Замечательный вкус приготовляемых Балоуном блюд был легко объясним, если учесть, что снабжали на позициях с большими перебоями. Русские были днем и ночью начеку. Едва, бывало, у деревни загремят обозные повозки, как на дороге начинают рваться снаряды! Полевая кухня, подходившая к утру, оставалась стоять в получасе ходьбы от окопов, и солдаты тащились туда по ночам с котелками. Каждый нес по три котелка на девять человек… И солдаты стали старательно делать новые дырки в ремешках своих штанов. Кофе в консервах был такой, что хуже некуда, потому что на фабриках, вместо кофе, в него примешивали отруби. Сало выдавали кусочками, словно приготовленными, чтобы шпиговать зайца. Но Балоун ухитрялся варить даже из этих крох.
Однажды вечером русские вздумали обстрелять деревушку и принялись шпарить из тяжелых орудий, заладив огонь на всю ночь. Кухню не подвезли, обозу пришлось вернуться. Два дня ничего не выдавали, в окопах начался голод. Надпоручик Лукаш разрешил съесть неприкосновенный запас, но его уже давно не было в помине. Балоун, разыскивая, чем бы заморить червячка, в отчаянии носился туда и обратно, но нигде ничего не было. Совершенно потеряв голову, он заговорил о том, что наступает конец света и приближается день страшного суда. Великан притулился в уголке блиндажа и молился по маленькой книжонке, которую послала ему жена, заботясь, чтобы у него также была пища духовная.

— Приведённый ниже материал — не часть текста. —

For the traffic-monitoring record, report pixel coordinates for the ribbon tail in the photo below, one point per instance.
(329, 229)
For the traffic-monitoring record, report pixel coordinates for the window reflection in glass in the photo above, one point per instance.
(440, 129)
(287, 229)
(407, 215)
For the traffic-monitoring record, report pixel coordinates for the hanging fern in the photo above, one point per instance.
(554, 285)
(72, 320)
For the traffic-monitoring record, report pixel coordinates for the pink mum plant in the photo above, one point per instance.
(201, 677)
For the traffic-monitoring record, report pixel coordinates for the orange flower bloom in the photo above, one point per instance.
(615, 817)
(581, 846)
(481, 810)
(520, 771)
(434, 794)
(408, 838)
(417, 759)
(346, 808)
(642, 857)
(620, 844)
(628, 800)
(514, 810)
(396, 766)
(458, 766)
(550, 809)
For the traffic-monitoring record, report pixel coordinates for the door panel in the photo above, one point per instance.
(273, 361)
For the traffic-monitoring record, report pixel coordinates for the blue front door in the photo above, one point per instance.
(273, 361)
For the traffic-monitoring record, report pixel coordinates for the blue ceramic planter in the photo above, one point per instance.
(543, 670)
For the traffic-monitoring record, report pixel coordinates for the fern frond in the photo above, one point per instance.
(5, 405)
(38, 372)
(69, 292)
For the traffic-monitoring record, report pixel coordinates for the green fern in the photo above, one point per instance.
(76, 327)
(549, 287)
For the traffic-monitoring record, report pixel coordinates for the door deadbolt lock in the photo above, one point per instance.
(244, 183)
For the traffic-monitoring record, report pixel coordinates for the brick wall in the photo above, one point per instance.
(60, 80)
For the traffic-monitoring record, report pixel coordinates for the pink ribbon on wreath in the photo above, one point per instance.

В ту ночь русские пошли в атаку, но были отбиты. В окопах стоял адский треск выстрелов. Балоун, прикрывая уши ладонями, причитал: «Все. Уже начинается… Уморили нас голодом, а теперь еще и убьют». — «Так оно и полагается, чтоб человек перед смертью как следует попостился, — отвечал на это Швейк. — После смерти попадешь на небесную трапезу, а ведь не потащишься ты туда с набитым брюхом!.. Как, к примеру, в начале войны после битвы у Замостья. Фельдкураты, понимаешь, пошли по полю боя причащать умирающих, а из Замостья с ними пошел один раввин — посмотреть: вдруг там какой-нибудь еврей лежит. Чтобы его тоже утешить!» Ходит он с одним фельдкуратом и смотрит, как тот провожает в последний путь.
Солдатам-католикам фельдкурат говорил: «Возлюбленный сын мой, раны твои тяжелы и жизнь едва теплится в теле твоем. Не страшись! Еще сегодня узришь лик господа и в блаженстве будешь созерцать его вечно. Аминь!» Солдатики прикладывались к епитрахили и отдавали богу душу. Наконец раввин нашел одного раненого еврейского солдата, прочел над ним молитву и говорит: «Мойше, вижу, тебе недолго осталось быть на этом свете. Но не сожалей, ибо для каждого настанет час оставить эту земную лавочку. Еще сегодня будешь ужинать вместе с Авраамом». А этот раненый солдат плюнул и вздохнул: «Видит бог, говорит, лучше бы мне вовсе не жрать!» Балоун, грешник богомерзкий, готовься в последний путь!»
Балоун опустился на колени и стал целовать переплет своей книжки. В этот момент снаружи раздалось: «Командир! Командир!» Надпоручик Лукаш послал Швейка посмотреть, кого это черт несет, и через минуту Швейк привел в укрытие двух солдат с тяжелыми мешками. Балоун живо поспешил на помощь, полагая, что в мешках сухари. Но Швейк вытряхнул из мешка аккуратно сложенные пачки шелковистой бумаги. «Что это такое? — зашипел надпоручик. — Бумага? Солдатам на цигарки? Но табаку-то не выдают!» — «Иезус-Мария! — радостно воскликнул Швейк. — Так ведь это же клозетная! А какая замечательная — белая, розовая и синяя — прямо как небосвод!» У Лукаша надломился голос:
«Доложите господину полковнику, что мы уже трое суток не получали провианта. Доложите, что у нас кончаются боеприпасы, и я не могу дозвониться по телефону — связь прервана. Доложите ему также, что эту клозетную бумагу я раздам солдатам немедля, когда они будут сыты!» — «Лично меня, господин обер-лейтенант, — очень мягко начал Швейк, — нисколечко даже не удивляет, что эта клозетная бумага вывела вас из себя. У меня раз однажды через это дерьмо тоже была ужасная неприятность! Был я тогда в учении у пана Кокошки, торговля аптекарскими товарами, Прага, улица на Перштыне. В обед хозяин всегда сидел сзади в конторке и что-то писал. И вот, стало быть, как-то раз в это время приходит одна дама и просит «Маллатин» для рук. Глянул я в ящик, где он у нас всегда лежал, и говорю: «К сожалению, мадам, нету!» Покупательница ушла.